The outcome is the number of years until death after treatment. Blue is surgery and red is chemo. Which would you choose? Note that the more the curve is pushed to the right, the greater the probability of living longer. In cancer, we usually present these in the negative: The probability of being alive at each point in time.

Kolmogorov Bounds

We know that we don't know the treatment effect from real data. We can never observe the fourth column. The Soviet mathematician, Andrey Kolmogorov, conjectured that we can bound the distribution of the treatment effect from the probability distributions above. It turns out his conjecture is correct. These bounds are simple to calculate although formula is a little intimidating. Let's say we want to know the probability that the treatment effect is 0. We may hypothesize that this probability is 1. To bound it, look at the chart and find the maximum vertical distance, this is 0.4 (at 5 years) and the minimum vertical distance, this is -0.2 (at 2 years). The bounds on the probability that the treatment effect is 0, is [0.4, 0.8], where the upper bound is 1-0.2 = 0.8.

The chart shows the bounds on the distribution of the treatment effect from the "RCT" data. We see that for some people there is a probability that the treatment effect is 0, but for some people it is definitely negative, while for others it is definitely positive.

We also see that the bounds can be quite tight for some cases.

Again. These bounds are based on ESTIMATED outcome distribution functions and so are themselves estimated.

Manski Bounds

In Scott’s write up he considers an example where treatment allocation is determined by an all-knowing physician. The treatment is allocated to the higher outcome. This time we don’t know the distribution of outcomes for each treatment. While we, of course, observe outcomes for the chemo treatment. This distribution is not the one would see if everyone received chemo.


Its not that we don’t know anything at all. Probabilities are between 0 and 1. This gives us bounds on the treatment outcome distribution. Judea Pearl calls these "natural bounds." Manski calls them "worst-case bounds."

We can then bound the treatment effect distribution. These bounds are wide and frankly not informative. But this reflects the information available in the data.

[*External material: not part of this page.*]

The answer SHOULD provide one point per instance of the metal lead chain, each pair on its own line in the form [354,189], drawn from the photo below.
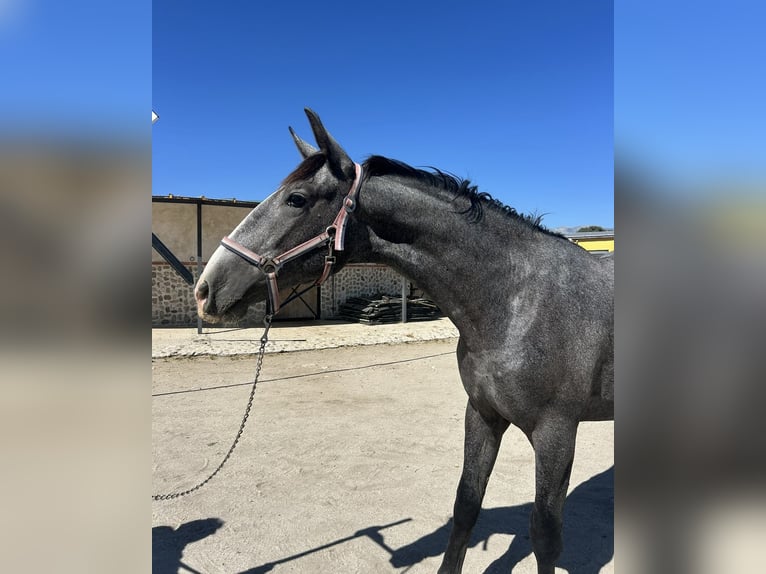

Bounds with Structural Assumptions

In Scott’s example we have that the treatment allocation is not random. In fact it is very specific. Each individual gets allocated to the treatment with the better outcome. What if we knew this? We still don’t know the counter-factual outcome, but we can now bound each individual outcome.

The chart presents the bounds on outcome distributions when we can actually bound the outcomes. In general, we don't know the counter-factual outcome. But here, if we know how the data is generated then we can bound the outcome for each patient. We know that the outcome for the treatment not received was worse. It led to fewer years of life.

Still not that informative. However, the chart suggests that the blue treatment may be lead to a higher probability of living for 9 or more years. See how the two red lines are (weakly) below the two blue lines?

Joint Distribution

Our "RCT" data provides good information about the distribution of the outcome for each treatment. We can bound the joint distribution similar to the Kolmogorov bounds, these are the Frechet-Hoeffding bounds. But I want talk about the "observational" data. This data provides a lot of information about the joint distribution. For each observation we learn two things. We learn the exact amount of the outcome for the treatment received. We aslo learn the bounds on the outcome for the treatment not received.

Again. None of this analysis accounts for the fact that Scott imagined a very small sample size. Nor does it account for any math errors made by me that have nothing at all to do with Scott's analysis.